Additionally, the actAs predicate also comes with some interesting advanced cases that seem to fit well in places where controller feels way off.

For example let's say that is an IT Admin (did:example:123) acting on behalf of corp A (did:example:456) and corp A owns an IoT Sensor (did:example:789) that publishes data.

Now let's say that corp A has a policy that the IoT device needs the admin to rotate the keys of the IoT Device every 12 months. In the current case, what we're saying is that the did:example:123 controller did:example:456 controller did:example:789

In this sense it seems fine, to use the term controller because it accurately represents the relationships between the pairs of entities and by extension the controller predicate accurately represents the transitive relationship between the IT Admin and the IoT device.

However, imagine we have the case where a lawyer (did:example:321) at large law firm A (did:example:654) represents a client (did:example:987).

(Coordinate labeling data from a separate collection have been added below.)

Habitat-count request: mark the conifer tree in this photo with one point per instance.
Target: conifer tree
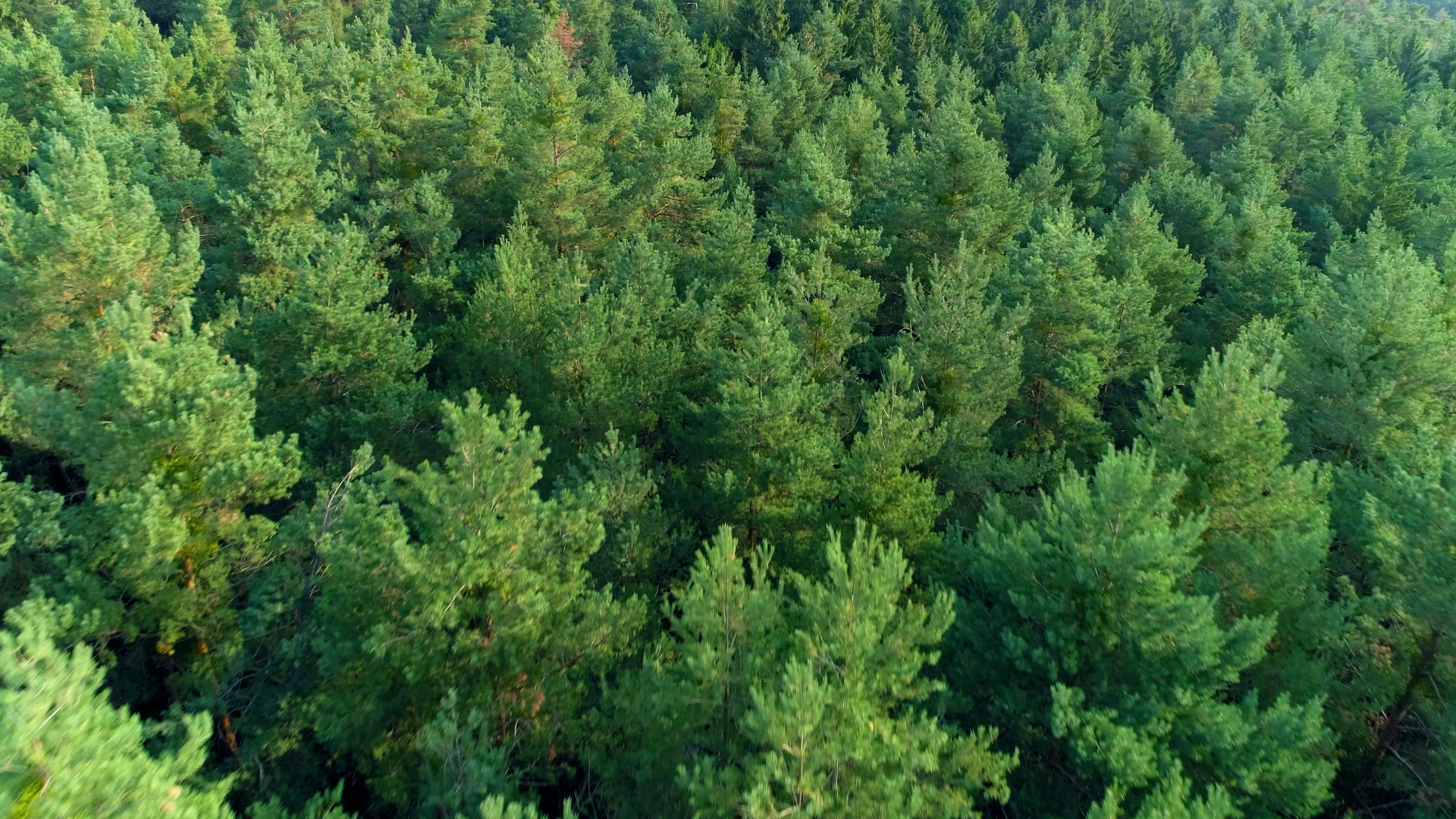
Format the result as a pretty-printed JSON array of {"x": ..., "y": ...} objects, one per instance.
[
  {"x": 1267, "y": 532},
  {"x": 965, "y": 352},
  {"x": 557, "y": 169},
  {"x": 270, "y": 191},
  {"x": 67, "y": 751},
  {"x": 775, "y": 694},
  {"x": 334, "y": 365},
  {"x": 72, "y": 245},
  {"x": 457, "y": 577},
  {"x": 1069, "y": 341},
  {"x": 1370, "y": 357},
  {"x": 766, "y": 449},
  {"x": 164, "y": 438},
  {"x": 1125, "y": 679},
  {"x": 880, "y": 482}
]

In this case, the predicate controller implies that the lawyer representing the law firm is actually in control of the client which doesn't semantically equate to the realistic model we'd expect in the real world. "actAs" would cover both of these more advanced cases as well as the ones suggested above by Drummond.

[OR13]

-1 to changing the word controller, although I do agree that RDF is playing a critical role here, I am against changing terminology that is already used in the VC Data Model as well as Linked Data Proofs and many DID Methods.

[kdenhartog]

-1 to changing the word controller, although I do agree that RDF is playing a critical role here, I am against changing terminology that is already used in the VC Data Model as well as Linked Data Proofs and many DID Methods.

I agree it's getting a bit late to change properties at this point. Just wanted to point out the reason the predicate feels incorrect is because it is incorrect in certain scenarios.